Proposed HCMC-Can Tho railway may cost $9 bln

The total cost to build a modern railway of more than 174 km linking Ho Chi Minh City with Can Tho City, the Mekong Delta’s hub, has been estimated at $9 billion, according to Vietnam’s Railway Project Management Board.

The total cost to build a modern railway of more than 174 km linking Ho Chi Minh City with Can Tho City, the Mekong Delta’s hub, has been estimated at $9 billion, according to Vietnam’s Railway Project Management Board.

The estimation is part of the board’s report submitted to the Ministry of Transport on a survey and preparation for a pre-feasibility study of the mammoth railway project. The board said it had worked with authorities in the six provinces and cities the project would go through - HCMC, Binh Duong, Long An, Tien Giang, Vinh Long, and Can Tho.

At present, Vietnam’s North-South national railway ends in HCMC and the Mekong Delta region does not have access to railroads. The national Hanoi-HCMC railway uses a track gauge of about one meter which has been in use for more than 100 years. Therefore, there are no high-speed trains and the system is a single-track network.

Meanwhile, the proposed HCMC-Can Tho railway would be a high-speed route, using an international track gauge of 1,435 millimeters. The proposal says the project, being double-track instead of single-track, would operate both passenger and freight trains, with 15 stations and 11 maintenance and repair stations on the route.

For passenger trains, the designed maximum speed is 190km/h but the real speed would be below that. Meanwhile, freight trains would run below 120km/h.

A bullet train in Japan. Photo courtesy of Kyodo News Agency.

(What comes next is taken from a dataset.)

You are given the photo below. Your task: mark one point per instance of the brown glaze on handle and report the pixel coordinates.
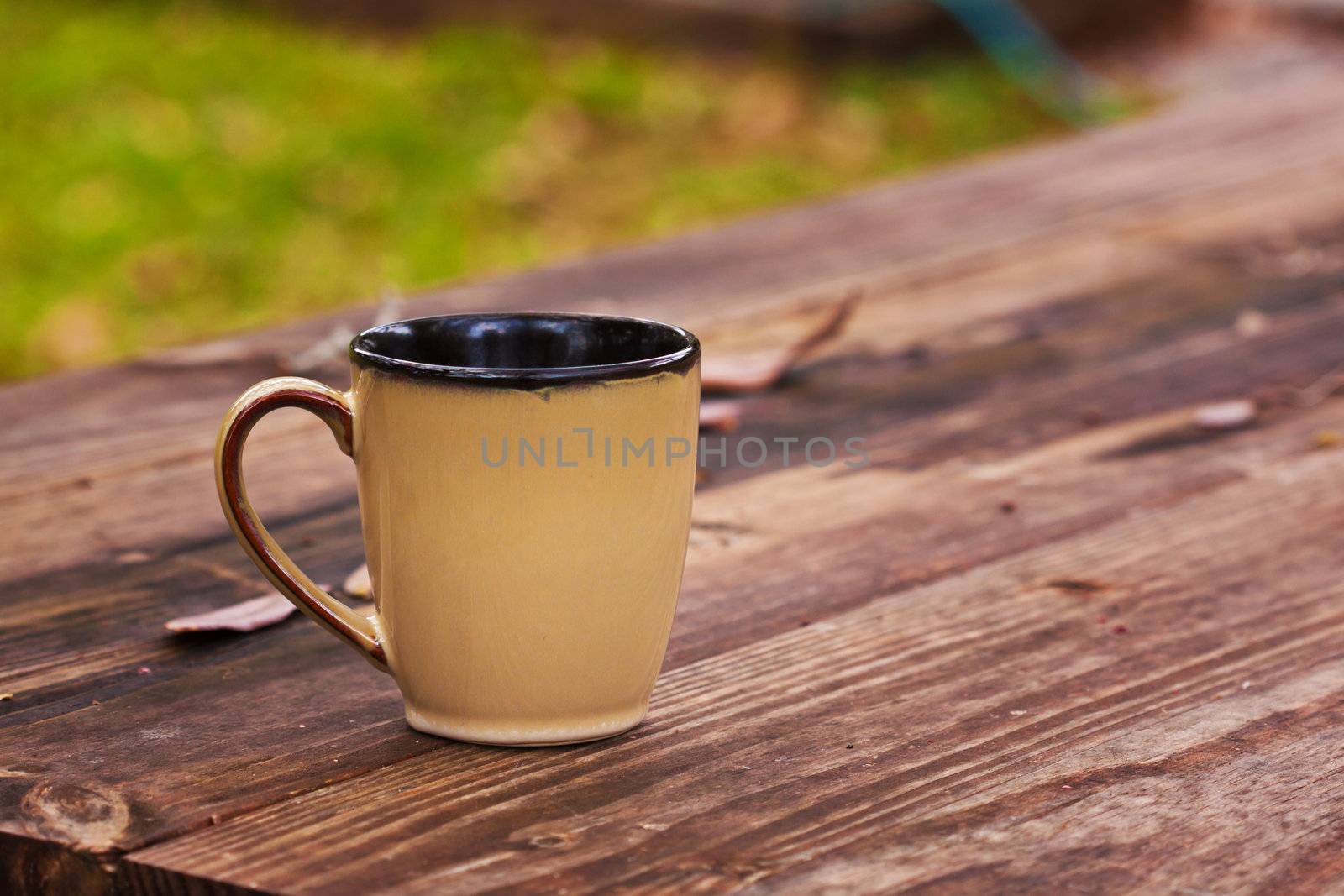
(335, 410)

The proposal says the project, in terms of investment, would undergo a public-private partnership (PPP) form. Accordingly, the government would pay for site clearance, and private investors would mobilize capital for construction, trial runs, and delivery to the government via a build-transfer-lease (BTL) contract. The private investors would lease the railway to the project operator in 30 years.

According to the Railway Project Management Board, the costing is just an estimate, which may see further updates or adjustments during later stages.

The Ministry of Transport expects that all preparatory work for the huge project will be completed before 2025, with construction to begin before 2030.